CHAPEL HILL, N.C. – Once upon a time there was a photographer out in New Jersey who ran his business out of his house. Oft as not he was away on assignment, and his answering machine picked up random calls. You rang, and a few moments later you were greeted by the Orlons, some rock and roll greats, pleading with you not to hang up. Then photographer
Bob requested that you leave a message, your name, and a number, hoping perhaps for tons of business, more often looking for a good chat.
Life, incidentally, tended to hang up on the Orlons, who were decimated by cancer, respiratory disease, gun-wielding intruders, and a crummy record company.
Since that time, the cellphone has taken over our civilization, and it has transformed us far more than the personal computer, reaching into every crevice of our existence, even more so now that it is hooked up to Blackberries and email. It is the perfect metaphor as well for modern technology, since we cannot tell whether it has improved or destroyed our lives. Digital intrusions—the personal computer, Nintendo, over-gadgeted cell phones—have made robots out of many, ciphers only stimulated by random bits of information that are blowin’ in the wind.
A marvelous fellow out at San Diego State University named John Eger, who is a professor of communications and emperor of the smart communities movement and who advised Presidents Nixon and Ford, thinks phones have enabled us and made us smarter. He finds that the cell phone is a tool of democratization, because it lets all the news creep around the community and then the globe even in dictatorships, and it has given the poor in developing nations a chance to join the global marketplace. “Perhaps more important, cell phone use in even the world’s poorest nations is experiencing double-digit growth.” He, as the Economist, believes mobile phones, which eliminate the need for intricate land line networks, are remaking the world, “reducing transaction costs, broadening trade networks and reducing the need to travel.” Eger thinks the digital, wired world as exemplified by Singapore makes us global, transparent, agile, more knowledgeable, and richer.

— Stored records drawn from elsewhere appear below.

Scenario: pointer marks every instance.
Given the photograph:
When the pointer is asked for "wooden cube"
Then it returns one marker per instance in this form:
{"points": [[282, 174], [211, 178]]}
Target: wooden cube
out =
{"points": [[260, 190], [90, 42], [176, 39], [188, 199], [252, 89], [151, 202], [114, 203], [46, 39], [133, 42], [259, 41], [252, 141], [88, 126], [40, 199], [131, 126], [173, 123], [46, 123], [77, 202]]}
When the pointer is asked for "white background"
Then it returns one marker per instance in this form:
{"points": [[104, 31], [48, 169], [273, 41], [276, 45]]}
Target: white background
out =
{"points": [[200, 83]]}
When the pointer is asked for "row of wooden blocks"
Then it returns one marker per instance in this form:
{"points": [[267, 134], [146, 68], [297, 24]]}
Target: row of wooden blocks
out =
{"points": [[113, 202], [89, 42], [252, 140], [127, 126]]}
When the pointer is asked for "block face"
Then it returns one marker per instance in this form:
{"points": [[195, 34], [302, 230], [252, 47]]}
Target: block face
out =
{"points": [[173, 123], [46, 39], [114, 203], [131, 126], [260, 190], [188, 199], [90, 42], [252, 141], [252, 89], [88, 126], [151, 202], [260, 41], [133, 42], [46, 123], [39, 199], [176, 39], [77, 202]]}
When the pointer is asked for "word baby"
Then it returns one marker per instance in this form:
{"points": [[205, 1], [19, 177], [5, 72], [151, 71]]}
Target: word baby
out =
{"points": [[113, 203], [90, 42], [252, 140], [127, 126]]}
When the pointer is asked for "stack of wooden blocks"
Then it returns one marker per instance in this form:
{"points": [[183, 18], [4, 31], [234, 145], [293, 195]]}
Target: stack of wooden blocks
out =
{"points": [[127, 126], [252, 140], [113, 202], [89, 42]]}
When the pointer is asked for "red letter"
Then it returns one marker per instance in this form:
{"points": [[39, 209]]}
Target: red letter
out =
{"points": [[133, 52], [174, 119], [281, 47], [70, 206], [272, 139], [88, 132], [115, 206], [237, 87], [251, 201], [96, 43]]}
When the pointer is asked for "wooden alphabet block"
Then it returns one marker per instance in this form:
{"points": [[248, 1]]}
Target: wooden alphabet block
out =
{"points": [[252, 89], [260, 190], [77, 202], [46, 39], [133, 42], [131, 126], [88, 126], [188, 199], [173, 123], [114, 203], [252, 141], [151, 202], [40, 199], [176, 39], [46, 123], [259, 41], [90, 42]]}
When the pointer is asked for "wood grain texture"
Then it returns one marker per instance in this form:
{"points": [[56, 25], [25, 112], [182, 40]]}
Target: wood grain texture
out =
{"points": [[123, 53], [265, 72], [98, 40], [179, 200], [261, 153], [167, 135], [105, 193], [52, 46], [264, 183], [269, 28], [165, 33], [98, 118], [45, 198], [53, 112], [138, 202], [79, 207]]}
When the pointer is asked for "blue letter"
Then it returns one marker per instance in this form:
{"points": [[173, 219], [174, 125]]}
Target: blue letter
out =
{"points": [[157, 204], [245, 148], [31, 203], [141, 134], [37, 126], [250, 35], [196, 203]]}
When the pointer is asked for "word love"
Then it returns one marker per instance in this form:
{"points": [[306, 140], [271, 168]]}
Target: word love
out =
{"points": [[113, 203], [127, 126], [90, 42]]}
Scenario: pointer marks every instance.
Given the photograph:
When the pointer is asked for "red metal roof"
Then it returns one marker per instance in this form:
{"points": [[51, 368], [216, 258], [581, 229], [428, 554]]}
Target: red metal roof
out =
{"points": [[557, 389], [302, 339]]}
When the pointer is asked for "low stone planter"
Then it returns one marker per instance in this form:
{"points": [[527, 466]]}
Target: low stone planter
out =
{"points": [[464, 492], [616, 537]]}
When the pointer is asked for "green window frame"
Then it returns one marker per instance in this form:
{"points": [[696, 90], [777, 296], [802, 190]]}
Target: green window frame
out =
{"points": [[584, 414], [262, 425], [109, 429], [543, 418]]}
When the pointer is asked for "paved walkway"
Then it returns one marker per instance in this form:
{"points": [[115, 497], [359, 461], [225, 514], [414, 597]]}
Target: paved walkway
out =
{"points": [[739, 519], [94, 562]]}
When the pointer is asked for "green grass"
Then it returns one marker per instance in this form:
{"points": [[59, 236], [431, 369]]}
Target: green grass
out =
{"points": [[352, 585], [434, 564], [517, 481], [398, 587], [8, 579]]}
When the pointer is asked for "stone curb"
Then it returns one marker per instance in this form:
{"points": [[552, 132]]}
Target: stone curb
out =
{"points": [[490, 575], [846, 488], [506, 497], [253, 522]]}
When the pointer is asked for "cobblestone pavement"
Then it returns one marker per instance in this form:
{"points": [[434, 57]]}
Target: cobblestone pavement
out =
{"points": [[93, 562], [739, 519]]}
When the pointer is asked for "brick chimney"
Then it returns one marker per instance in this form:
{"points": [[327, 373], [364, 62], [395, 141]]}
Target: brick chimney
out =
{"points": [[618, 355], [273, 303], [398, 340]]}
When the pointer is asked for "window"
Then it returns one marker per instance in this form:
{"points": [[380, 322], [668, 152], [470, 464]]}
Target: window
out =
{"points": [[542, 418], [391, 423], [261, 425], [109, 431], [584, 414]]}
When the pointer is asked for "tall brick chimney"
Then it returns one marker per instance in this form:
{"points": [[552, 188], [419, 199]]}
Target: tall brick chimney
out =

We take the view that the impact of cell phones is pretty analogous to that of TV. We can all remember Omnibus and Ed Murrow, but notice that neither high culture nor evenhanded thoughtful journalism decorate the airwaves today. And there’s no Newton Minow at the FCC to push us back uphill. TV and cell phones had the potential to make a much better world, but instead, seem to have gorged it with mediocrity. They promised to make us gods, but we managed to use them to make ourselves even more mortal. Our many readers tend to agree with this more sober view.
Phones combined with companies that don’t properly answer their phones have contrived to make consumers into cynics and to extract surcharges out of poorly served customers. Bill Heavey, a pensman at Field and Stream, has chronicled the trials of a hunter in pursuit of a deer rifle:
“Ah, Recorded Lady, you have returned after a short interval of toothless smooth jazz. You explain that my long hold time is due to “an unusually heavy volume of calls.” And yet this is the only kind of volume of calls your company experiences. You assure me that, even now, an army of customer-service representatives is engaged in hand-to-hand combat over the privilege of serving me. Meanwhile, exciting news! Did I know that I can register for a chance to win $10,000 just by signing up for DSL service? Actually, Recorded Lady, I do my lottery playing at 7-Eleven, just like everybody else.
“You underestimate me, Recorded Lady. I do not choose to try my call later, when hold times may be reduced. I am a Heavey, of Irish extraction, eldest son of my father, and cheap to the bone. Notice that I do not say “thrifty,” Recorded Lady. Thrifty is for dabblers and dilettantes. Among my people, cheapness is not a hobby but a vocation.”
As Heavey’s wit makes clear, phone systems and cell phones have often become an impediment to commerce. Lazy companies do not answer their phones, and ‘customer service’ becomes the dominant oxymoron of our new service economy.